Enfin, tel qu’il était pratiqué, ce Service National se révélait démoralisateur et nocif pour l’esprit public, dans la mesure où il nourrissait et entretenait un anti militarisme de mauvais aloi : la Nation doit être défendue, et il n’est pas sain que son Armée soit objet permanent de critiques et de suspicions, contraires à l’unité nationale nécessaire face au danger éventuel…
Voilà, rapidement listées, les principales raisons pour lesquelles nous sommes hostiles à la réapparition du Service Militaire obligatoire, même si on le rebaptise Service Civique…..

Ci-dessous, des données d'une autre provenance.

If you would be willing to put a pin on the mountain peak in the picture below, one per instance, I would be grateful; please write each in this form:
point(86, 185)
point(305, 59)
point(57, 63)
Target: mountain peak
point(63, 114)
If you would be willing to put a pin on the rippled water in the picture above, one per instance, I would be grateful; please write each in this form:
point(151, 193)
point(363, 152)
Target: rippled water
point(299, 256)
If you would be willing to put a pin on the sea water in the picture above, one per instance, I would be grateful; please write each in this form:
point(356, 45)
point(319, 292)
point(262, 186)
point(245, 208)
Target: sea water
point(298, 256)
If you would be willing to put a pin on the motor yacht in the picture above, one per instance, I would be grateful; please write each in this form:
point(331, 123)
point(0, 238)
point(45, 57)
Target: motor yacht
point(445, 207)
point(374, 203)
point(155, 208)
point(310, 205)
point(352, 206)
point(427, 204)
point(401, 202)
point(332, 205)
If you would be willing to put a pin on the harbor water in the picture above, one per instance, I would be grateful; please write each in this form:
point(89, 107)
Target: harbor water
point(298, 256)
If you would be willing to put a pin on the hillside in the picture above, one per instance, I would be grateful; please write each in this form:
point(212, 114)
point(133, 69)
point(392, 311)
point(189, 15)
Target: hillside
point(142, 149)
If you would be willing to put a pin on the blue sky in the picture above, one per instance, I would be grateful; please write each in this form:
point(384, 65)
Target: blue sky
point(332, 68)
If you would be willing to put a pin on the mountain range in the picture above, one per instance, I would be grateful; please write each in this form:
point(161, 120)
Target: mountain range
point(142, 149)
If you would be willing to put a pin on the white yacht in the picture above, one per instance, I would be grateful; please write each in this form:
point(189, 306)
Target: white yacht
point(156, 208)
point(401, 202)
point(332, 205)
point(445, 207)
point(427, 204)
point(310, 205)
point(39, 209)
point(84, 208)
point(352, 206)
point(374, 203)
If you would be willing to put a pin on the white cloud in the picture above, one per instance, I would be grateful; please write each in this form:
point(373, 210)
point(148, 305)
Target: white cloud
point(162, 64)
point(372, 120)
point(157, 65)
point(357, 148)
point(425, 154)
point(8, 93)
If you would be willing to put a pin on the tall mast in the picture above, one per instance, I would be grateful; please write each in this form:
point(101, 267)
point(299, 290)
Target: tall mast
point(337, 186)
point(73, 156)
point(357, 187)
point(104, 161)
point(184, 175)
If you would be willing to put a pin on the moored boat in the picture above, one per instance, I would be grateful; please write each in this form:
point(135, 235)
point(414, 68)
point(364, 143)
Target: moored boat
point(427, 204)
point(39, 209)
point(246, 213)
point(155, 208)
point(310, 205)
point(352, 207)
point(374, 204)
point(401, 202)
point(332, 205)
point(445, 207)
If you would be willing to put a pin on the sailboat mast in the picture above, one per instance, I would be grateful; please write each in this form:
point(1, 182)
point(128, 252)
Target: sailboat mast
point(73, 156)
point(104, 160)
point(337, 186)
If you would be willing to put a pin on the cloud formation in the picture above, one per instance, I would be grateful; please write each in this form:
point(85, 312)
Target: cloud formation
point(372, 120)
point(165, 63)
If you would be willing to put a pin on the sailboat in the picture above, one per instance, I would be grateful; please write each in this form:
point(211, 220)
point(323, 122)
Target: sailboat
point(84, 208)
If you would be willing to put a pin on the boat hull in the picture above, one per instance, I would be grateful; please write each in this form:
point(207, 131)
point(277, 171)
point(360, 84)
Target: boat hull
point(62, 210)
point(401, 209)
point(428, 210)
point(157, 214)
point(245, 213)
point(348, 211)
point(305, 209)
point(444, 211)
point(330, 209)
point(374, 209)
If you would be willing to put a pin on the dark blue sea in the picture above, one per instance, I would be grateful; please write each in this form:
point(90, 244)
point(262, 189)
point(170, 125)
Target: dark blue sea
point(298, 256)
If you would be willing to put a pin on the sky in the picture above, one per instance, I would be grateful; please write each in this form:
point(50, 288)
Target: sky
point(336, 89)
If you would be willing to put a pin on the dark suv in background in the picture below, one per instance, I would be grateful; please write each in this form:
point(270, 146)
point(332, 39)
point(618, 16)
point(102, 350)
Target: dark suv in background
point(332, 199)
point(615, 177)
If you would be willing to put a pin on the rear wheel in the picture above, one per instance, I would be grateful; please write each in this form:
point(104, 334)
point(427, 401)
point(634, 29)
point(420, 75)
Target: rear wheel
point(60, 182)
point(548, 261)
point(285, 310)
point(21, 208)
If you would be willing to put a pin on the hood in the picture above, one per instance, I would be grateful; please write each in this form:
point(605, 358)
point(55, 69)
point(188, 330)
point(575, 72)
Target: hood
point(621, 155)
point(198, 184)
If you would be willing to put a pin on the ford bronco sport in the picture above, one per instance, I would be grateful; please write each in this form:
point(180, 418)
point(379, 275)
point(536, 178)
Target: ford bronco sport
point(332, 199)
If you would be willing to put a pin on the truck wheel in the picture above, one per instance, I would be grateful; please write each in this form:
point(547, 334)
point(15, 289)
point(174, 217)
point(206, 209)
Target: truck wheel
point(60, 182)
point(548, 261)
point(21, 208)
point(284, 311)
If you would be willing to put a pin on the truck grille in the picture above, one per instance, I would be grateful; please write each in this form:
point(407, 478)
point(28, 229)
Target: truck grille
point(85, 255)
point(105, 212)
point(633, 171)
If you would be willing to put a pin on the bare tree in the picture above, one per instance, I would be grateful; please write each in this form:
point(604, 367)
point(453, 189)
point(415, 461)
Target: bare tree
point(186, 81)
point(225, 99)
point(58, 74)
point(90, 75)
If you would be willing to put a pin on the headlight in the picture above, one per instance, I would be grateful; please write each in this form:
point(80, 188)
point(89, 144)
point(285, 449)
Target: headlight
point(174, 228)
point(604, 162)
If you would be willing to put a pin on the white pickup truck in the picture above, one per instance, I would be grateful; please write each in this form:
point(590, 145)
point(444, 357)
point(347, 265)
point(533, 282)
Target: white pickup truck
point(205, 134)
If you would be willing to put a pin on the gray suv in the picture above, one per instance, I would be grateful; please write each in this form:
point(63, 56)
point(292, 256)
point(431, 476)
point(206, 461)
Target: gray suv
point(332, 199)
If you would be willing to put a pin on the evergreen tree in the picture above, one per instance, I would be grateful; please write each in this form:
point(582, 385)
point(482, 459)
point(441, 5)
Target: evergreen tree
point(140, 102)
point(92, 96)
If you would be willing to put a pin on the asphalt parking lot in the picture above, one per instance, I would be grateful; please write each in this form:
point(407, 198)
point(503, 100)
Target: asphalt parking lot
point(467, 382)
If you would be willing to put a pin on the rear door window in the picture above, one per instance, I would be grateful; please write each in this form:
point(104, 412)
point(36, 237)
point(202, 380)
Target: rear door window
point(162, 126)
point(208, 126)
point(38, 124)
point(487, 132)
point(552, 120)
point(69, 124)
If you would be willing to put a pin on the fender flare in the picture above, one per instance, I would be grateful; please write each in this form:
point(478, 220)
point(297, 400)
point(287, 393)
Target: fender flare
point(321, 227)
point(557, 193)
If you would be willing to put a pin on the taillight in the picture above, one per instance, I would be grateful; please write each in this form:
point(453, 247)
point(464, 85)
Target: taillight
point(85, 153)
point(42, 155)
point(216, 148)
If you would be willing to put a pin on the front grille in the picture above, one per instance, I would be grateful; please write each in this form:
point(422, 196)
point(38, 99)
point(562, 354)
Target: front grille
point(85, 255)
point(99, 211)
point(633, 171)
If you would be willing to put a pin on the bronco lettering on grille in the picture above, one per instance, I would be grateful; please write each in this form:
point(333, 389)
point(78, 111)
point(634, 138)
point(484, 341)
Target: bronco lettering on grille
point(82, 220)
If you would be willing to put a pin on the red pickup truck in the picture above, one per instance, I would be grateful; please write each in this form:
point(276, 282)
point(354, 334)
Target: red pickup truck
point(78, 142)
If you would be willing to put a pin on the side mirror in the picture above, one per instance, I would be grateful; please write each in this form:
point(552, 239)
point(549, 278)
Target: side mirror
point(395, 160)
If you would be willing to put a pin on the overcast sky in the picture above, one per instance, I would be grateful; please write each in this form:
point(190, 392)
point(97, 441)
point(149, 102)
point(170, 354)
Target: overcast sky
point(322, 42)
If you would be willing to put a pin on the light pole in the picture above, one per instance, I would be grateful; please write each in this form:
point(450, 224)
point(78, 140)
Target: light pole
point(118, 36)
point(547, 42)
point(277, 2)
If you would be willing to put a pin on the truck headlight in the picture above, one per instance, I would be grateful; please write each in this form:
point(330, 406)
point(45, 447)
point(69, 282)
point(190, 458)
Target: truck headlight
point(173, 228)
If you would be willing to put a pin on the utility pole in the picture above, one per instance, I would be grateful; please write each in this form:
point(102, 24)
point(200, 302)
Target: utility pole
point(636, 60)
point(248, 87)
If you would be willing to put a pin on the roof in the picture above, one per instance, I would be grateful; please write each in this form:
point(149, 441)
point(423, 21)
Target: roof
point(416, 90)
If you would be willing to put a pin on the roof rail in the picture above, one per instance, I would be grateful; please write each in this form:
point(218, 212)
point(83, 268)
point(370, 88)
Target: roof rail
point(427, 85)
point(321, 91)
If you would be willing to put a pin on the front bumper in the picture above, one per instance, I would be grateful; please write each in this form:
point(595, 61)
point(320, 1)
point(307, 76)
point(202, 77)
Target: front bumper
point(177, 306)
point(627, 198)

II : Mais, surtout, il n’est pas inutile, à ce stade initial de notre réflexion, de faire un petit rappel historique – on va voir que c’est même absolument indispensable – afin de bien comprendre d’où vient, dans notre société, l’importance du fait militaire tel qu’on l’a connu jusqu’à tout récemment. Et de rappeler les origines idéologiques de la conscription.
La « levée en masse de 300.000 hommes » fut une invention de la Révolution et de la République naissante, le système utilisé sous les Rois étant fort différent, donc non comparable : les Rois de France – on ne craignait pas « l’étranger », « l’autre » sous la Royauté… – faisaient massivement appel aux étrangers pour l’armée et, par exemple, en 1672, l’armée de Louis XIV comptait 45.000 fantassins étrangers pour 80.000 français; et la moitié de la cavalerie était également étrangère…; les « français » étant pour la plupart des isolés, recrutés par racolage.
C’est avec la Révolution que tout change : à partir de la levée en masse, on s’engage dans une logique qui amènera peu à peu à ce que l’on fasse appel de plus en plus appel aux citoyens français, par la conscription, qui aura forcément tendance à se généraliser, et à se traduire finalement par… le Service militaire obligatoire.
Autre point qui mérite d’être noté : le faible coût humain des guerres de l’Ancien Régime, comparé aux effroyables hécatombes dont l’Europe est redevable à cette Révolution qui, en décrétant justement cette folle levée en masse dont nous venons de parler, a, en quelque sorte, contraint tous les autres peuples du continent à en faire autant. Là où s’opposaient des troupes en nombre limitées, « avant », ce seront, à partir et à cause de la Révolution, des masses gigantesques qui vont saigner à blanc tout le continent.
Ces effroyables boucheries, qui devaient culminer dans l’horreur indicible de 14-18, devaient casser net la vitalité démographique de la France, qui était, avant la Révolution, la Chine de l’Europe. 800.000 morts pour la Révolution, 1.500.000 dûs aux guerres napoléoniennes, encore 1.500.000 en 14/18, 600.000 en 39/45, auxquels il faut rajouter les peut-être 500.000 habitants perdus en 1814 et 1815 : près de cinq millions d’habitants perdus en 150 ans ! Quelle démographie pourrait résister à cela ?…..
Écoutons un historien sérieux et honnête, Michel Mourre :
« …Les guerres de Louis XIV seront en effet avant tout des guerres de siège, partant, limitées et relativement peu meurtrières…. »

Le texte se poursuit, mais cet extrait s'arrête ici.